Correlation Between Fidelity Inflation and Fidelity Bond
Can any of the company-specific risk be diversified away by investing in both Fidelity Inflation and Fidelity Bond at the same time? Although using a correlation coefficient on its own may not help to predict future stock returns, this module helps to understand the diversifiable risk of combining Fidelity Inflation and Fidelity Bond into the same portfolio, which is an essential part of the fundamental portfolio management process.
By analyzing existing cross correlation between Fidelity Inflation Protected Bond and Fidelity Bond Index, you can compare the effects of market volatilities on Fidelity Inflation and Fidelity Bond and check how they will diversify away market risk if combined in the same portfolio for a given time horizon. You can also utilize pair trading strategies of matching a long position in Fidelity Inflation with a short position of Fidelity Bond. Check out your portfolio center. Please also check ongoing floating volatility patterns of Fidelity Inflation and Fidelity Bond.

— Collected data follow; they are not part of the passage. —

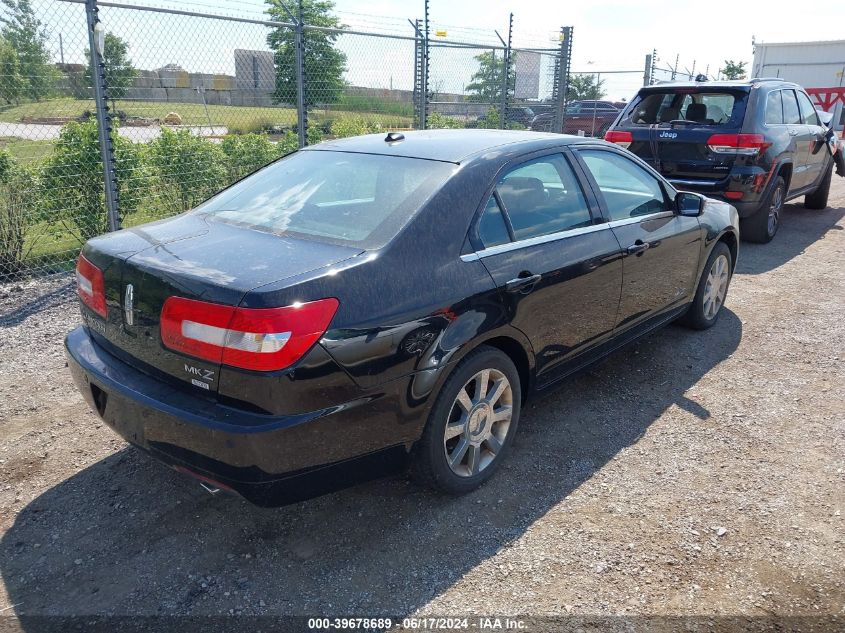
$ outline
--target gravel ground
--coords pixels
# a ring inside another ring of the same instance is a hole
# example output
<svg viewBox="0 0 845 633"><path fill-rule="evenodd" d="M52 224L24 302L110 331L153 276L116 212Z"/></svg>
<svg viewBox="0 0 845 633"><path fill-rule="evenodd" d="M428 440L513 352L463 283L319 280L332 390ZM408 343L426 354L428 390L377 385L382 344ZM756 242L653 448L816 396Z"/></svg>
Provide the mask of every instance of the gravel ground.
<svg viewBox="0 0 845 633"><path fill-rule="evenodd" d="M831 205L742 246L715 328L530 402L458 499L400 477L270 510L210 496L74 390L69 280L4 286L0 613L843 618L845 181Z"/></svg>

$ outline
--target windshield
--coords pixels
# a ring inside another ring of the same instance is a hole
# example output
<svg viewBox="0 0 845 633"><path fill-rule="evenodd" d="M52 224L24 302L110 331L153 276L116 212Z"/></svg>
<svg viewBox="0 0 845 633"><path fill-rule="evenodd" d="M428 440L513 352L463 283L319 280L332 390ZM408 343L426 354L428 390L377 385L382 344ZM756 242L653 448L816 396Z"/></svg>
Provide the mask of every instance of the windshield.
<svg viewBox="0 0 845 633"><path fill-rule="evenodd" d="M690 121L697 125L724 125L734 115L740 95L732 92L667 90L648 92L631 110L634 125Z"/></svg>
<svg viewBox="0 0 845 633"><path fill-rule="evenodd" d="M392 239L455 165L416 158L303 151L194 210L277 234L378 248Z"/></svg>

Diversification Opportunities for Fidelity Inflation and Fidelity Bond
0.98 | Correlation Coefficient |
Almost no diversification
The 3 months correlation between Fidelity and Fidelity is 0.98. Overlapping area represents the amount of risk that can be diversified away by holding Fidelity Inflation Protected B and Fidelity Bond Index in the same portfolio, assuming nothing else is changed. The correlation between historical prices or returns on Fidelity Bond Index and Fidelity Inflation is a relative statistical measure of the degree to which these equity instruments tend to move together. The correlation coefficient measures the extent to which returns on Fidelity Inflation Protected Bond are associated (or correlated) with Fidelity Bond. Values of the correlation coefficient range from -1 to +1, where. The correlation of zero (0) is possible when the price movement of Fidelity Bond Index has no effect on the direction of Fidelity Inflation i.e., Fidelity Inflation and Fidelity Bond go up and down completely randomly.

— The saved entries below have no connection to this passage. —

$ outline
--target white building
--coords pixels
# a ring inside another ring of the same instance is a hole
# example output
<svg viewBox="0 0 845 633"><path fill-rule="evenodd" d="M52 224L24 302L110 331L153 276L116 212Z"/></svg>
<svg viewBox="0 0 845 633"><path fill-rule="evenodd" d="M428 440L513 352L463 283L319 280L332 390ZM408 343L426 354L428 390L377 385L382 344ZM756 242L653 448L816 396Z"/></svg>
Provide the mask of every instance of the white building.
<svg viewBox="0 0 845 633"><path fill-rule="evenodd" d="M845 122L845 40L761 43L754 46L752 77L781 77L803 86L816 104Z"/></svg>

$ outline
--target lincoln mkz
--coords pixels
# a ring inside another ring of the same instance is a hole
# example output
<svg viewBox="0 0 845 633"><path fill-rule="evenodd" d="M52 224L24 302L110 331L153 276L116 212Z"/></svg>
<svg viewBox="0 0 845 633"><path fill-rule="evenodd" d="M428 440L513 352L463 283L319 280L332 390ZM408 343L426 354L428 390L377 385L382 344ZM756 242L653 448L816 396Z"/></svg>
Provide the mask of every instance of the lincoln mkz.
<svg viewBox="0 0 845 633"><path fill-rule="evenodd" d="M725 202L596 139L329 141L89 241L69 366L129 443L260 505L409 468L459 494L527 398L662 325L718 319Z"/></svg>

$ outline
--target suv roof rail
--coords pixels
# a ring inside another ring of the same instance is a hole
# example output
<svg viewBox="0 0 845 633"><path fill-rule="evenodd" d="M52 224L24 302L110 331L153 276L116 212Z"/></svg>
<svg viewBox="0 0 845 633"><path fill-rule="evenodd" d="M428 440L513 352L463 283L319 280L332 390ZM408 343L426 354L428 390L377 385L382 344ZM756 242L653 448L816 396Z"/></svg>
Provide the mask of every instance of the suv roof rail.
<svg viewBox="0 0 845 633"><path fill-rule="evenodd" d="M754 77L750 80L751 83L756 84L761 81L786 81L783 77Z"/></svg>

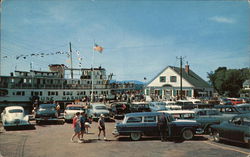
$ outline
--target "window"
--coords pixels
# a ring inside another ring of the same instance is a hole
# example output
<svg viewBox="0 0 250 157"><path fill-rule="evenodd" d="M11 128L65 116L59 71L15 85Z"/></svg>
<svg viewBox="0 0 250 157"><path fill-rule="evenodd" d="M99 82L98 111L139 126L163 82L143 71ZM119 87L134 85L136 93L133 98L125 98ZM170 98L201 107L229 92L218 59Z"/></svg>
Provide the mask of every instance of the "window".
<svg viewBox="0 0 250 157"><path fill-rule="evenodd" d="M127 123L141 123L142 117L129 117Z"/></svg>
<svg viewBox="0 0 250 157"><path fill-rule="evenodd" d="M156 122L156 117L155 116L144 117L144 122Z"/></svg>
<svg viewBox="0 0 250 157"><path fill-rule="evenodd" d="M176 76L170 76L170 82L176 82Z"/></svg>
<svg viewBox="0 0 250 157"><path fill-rule="evenodd" d="M160 77L160 82L166 82L166 77L165 76L161 76Z"/></svg>

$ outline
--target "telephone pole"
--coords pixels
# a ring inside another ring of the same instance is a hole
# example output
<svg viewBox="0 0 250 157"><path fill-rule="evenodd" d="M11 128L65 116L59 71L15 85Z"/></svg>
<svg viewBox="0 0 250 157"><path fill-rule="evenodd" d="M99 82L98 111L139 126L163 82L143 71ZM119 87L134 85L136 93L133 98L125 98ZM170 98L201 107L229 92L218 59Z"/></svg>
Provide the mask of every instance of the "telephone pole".
<svg viewBox="0 0 250 157"><path fill-rule="evenodd" d="M180 56L180 57L176 57L176 58L180 60L180 77L181 77L181 79L180 79L180 87L181 87L180 99L182 100L182 62L183 62L183 59L185 57Z"/></svg>
<svg viewBox="0 0 250 157"><path fill-rule="evenodd" d="M70 52L70 73L71 73L71 79L73 79L73 66L72 66L72 49L71 49L71 42L69 42L69 52Z"/></svg>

Pair Corralation between Fidelity Inflation and Fidelity Bond
Assuming the 90 days horizon Fidelity Inflation Protected Bond is expected to generate 0.83 times more return on investment than Fidelity Bond. However, Fidelity Inflation Protected Bond is 1.21 times less risky than Fidelity Bond. It trades about -0.14 of its potential returns per unit of risk. Fidelity Bond Index is currently generating about -0.16 per unit of risk. If you would invest 934.00 in Fidelity Inflation Protected Bond on September 16, 2024 and sell it today you would lose (22.00) from holding Fidelity Inflation Protected Bond or give up 2.36% of portfolio value over 90 days.

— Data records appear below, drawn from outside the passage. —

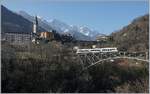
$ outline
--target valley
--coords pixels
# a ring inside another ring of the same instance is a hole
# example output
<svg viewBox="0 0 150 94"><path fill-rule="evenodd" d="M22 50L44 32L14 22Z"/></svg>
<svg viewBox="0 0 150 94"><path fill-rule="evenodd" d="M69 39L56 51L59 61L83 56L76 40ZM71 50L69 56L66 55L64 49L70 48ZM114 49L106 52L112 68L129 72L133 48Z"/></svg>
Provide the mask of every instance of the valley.
<svg viewBox="0 0 150 94"><path fill-rule="evenodd" d="M149 14L110 35L3 5L1 17L3 93L149 92Z"/></svg>

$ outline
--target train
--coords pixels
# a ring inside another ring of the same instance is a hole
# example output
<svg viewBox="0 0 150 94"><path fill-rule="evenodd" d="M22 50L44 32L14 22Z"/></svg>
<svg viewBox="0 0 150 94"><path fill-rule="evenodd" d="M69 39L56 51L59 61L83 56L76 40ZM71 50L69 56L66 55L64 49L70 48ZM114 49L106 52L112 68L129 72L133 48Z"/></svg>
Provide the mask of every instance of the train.
<svg viewBox="0 0 150 94"><path fill-rule="evenodd" d="M108 52L118 52L117 47L110 48L94 48L94 49L77 49L77 54L80 53L108 53Z"/></svg>

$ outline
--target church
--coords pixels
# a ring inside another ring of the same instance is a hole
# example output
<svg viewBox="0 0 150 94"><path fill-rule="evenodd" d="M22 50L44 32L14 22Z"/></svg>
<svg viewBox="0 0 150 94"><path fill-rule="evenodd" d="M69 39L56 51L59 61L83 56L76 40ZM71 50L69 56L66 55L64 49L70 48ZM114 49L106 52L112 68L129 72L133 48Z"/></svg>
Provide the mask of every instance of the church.
<svg viewBox="0 0 150 94"><path fill-rule="evenodd" d="M41 40L52 40L54 39L54 35L52 32L48 31L38 31L38 18L35 17L35 20L32 25L32 32L3 32L1 40L6 41L10 44L14 45L23 45L29 43L37 43ZM52 30L51 30L52 31Z"/></svg>

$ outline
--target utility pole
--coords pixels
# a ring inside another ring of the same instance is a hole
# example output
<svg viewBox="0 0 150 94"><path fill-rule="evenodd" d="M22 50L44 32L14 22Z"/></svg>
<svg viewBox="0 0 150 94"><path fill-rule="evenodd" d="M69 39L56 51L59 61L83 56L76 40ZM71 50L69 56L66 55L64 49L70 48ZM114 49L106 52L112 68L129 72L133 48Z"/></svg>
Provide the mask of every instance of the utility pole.
<svg viewBox="0 0 150 94"><path fill-rule="evenodd" d="M125 52L123 52L123 57L125 57Z"/></svg>

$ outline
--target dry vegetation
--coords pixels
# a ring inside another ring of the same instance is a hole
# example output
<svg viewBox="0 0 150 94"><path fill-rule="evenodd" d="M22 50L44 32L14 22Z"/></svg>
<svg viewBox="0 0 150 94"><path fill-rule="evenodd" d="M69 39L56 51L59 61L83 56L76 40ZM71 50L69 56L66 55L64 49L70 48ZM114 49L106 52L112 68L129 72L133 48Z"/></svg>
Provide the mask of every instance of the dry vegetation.
<svg viewBox="0 0 150 94"><path fill-rule="evenodd" d="M111 34L114 44L125 51L148 51L149 49L149 15L135 19L123 29Z"/></svg>
<svg viewBox="0 0 150 94"><path fill-rule="evenodd" d="M2 43L2 92L148 92L148 68L128 63L104 62L82 71L72 49L60 43Z"/></svg>

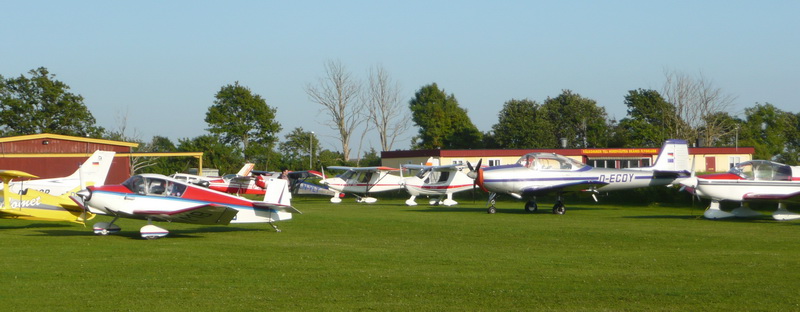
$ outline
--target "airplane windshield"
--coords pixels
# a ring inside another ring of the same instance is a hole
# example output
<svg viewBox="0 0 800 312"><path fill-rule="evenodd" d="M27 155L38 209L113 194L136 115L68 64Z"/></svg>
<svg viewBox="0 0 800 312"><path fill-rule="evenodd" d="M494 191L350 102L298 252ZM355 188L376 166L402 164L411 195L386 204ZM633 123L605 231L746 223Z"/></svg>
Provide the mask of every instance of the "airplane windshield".
<svg viewBox="0 0 800 312"><path fill-rule="evenodd" d="M122 185L139 195L180 197L186 192L186 185L158 178L132 176Z"/></svg>
<svg viewBox="0 0 800 312"><path fill-rule="evenodd" d="M531 170L578 170L586 166L572 158L553 153L525 154L517 164Z"/></svg>
<svg viewBox="0 0 800 312"><path fill-rule="evenodd" d="M792 168L768 160L751 160L736 164L730 173L748 180L757 181L789 181L792 179Z"/></svg>

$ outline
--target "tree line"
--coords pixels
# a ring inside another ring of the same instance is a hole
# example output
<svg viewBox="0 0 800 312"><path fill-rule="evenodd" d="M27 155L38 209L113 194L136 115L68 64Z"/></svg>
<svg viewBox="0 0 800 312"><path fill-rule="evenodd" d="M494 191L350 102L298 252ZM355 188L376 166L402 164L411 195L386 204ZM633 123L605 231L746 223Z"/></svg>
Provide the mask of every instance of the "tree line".
<svg viewBox="0 0 800 312"><path fill-rule="evenodd" d="M235 172L244 162L278 170L319 169L330 165L378 165L374 148L362 151L364 135L378 134L381 150L392 150L413 125L412 149L659 147L665 139L685 139L701 146L753 146L755 159L798 164L800 114L769 103L756 103L743 117L731 114L734 97L708 79L666 72L662 90L636 89L624 96L627 115L610 119L605 108L571 90L539 103L511 99L500 109L490 131L481 132L455 95L436 83L402 99L399 83L381 66L359 81L339 61L328 61L316 83L305 86L308 99L323 108L325 124L338 133L341 150L321 149L311 131L296 127L282 139L277 108L239 82L222 86L209 106L208 133L172 142L149 141L127 133L125 117L117 129L104 129L83 97L40 67L28 75L0 75L0 134L54 133L137 142L137 152L204 152L205 166ZM360 137L356 137L357 134ZM358 142L352 142L353 139ZM360 155L353 160L353 147ZM313 159L313 163L312 163ZM171 174L196 166L194 159L140 157L135 172Z"/></svg>

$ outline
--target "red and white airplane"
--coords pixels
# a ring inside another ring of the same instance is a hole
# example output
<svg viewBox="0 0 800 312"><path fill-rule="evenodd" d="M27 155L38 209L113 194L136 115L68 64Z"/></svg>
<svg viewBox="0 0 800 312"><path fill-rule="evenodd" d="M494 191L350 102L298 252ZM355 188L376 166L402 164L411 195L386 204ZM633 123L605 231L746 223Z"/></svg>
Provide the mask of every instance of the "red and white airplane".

Time Period | 3 Months [change] |
Direction | Moves Together |
Strength | Very Strong |
Accuracy | 100.0% |
Values | Daily Returns |
Fidelity Inflation Protected B vs. Fidelity Bond Index
Performance |
Timeline |
Fidelity Inflation |
Fidelity Bond Index |
Fidelity Inflation and Fidelity Bond Volatility Contrast
Predicted Return Density |
Returns |
Pair Trading with Fidelity Inflation and Fidelity Bond
The main advantage of trading using opposite Fidelity Inflation and Fidelity Bond positions is that it hedges away some unsystematic risk. Because of two separate transactions, even if Fidelity Inflation position performs unexpectedly, Fidelity Bond can make up some of the losses. Pair trading also minimizes risk from directional movements in the market. For example, if an entire industry or sector drops because of unexpected headlines, the short position in Fidelity Bond will offset losses from the drop in Fidelity Bond's long position.Fidelity Inflation vs. Fidelity Intermediate Treasury | Fidelity Inflation vs. Fidelity Emerging Markets | Fidelity Inflation vs. Fidelity Real Estate | Fidelity Inflation vs. Fidelity Bond Index |
Fidelity Bond vs. Fidelity International Index | Fidelity Bond vs. Fidelity Total International | Fidelity Bond vs. Fidelity Total Market | Fidelity Bond vs. Fidelity Extended Market |
Check out your portfolio center.Note that this page's information should be used as a complementary analysis to find the right mix of equity instruments to add to your existing portfolios or create a brand new portfolio. You can also try the Portfolio Manager module to state of the art Portfolio Manager to monitor and improve performance of your invested capital.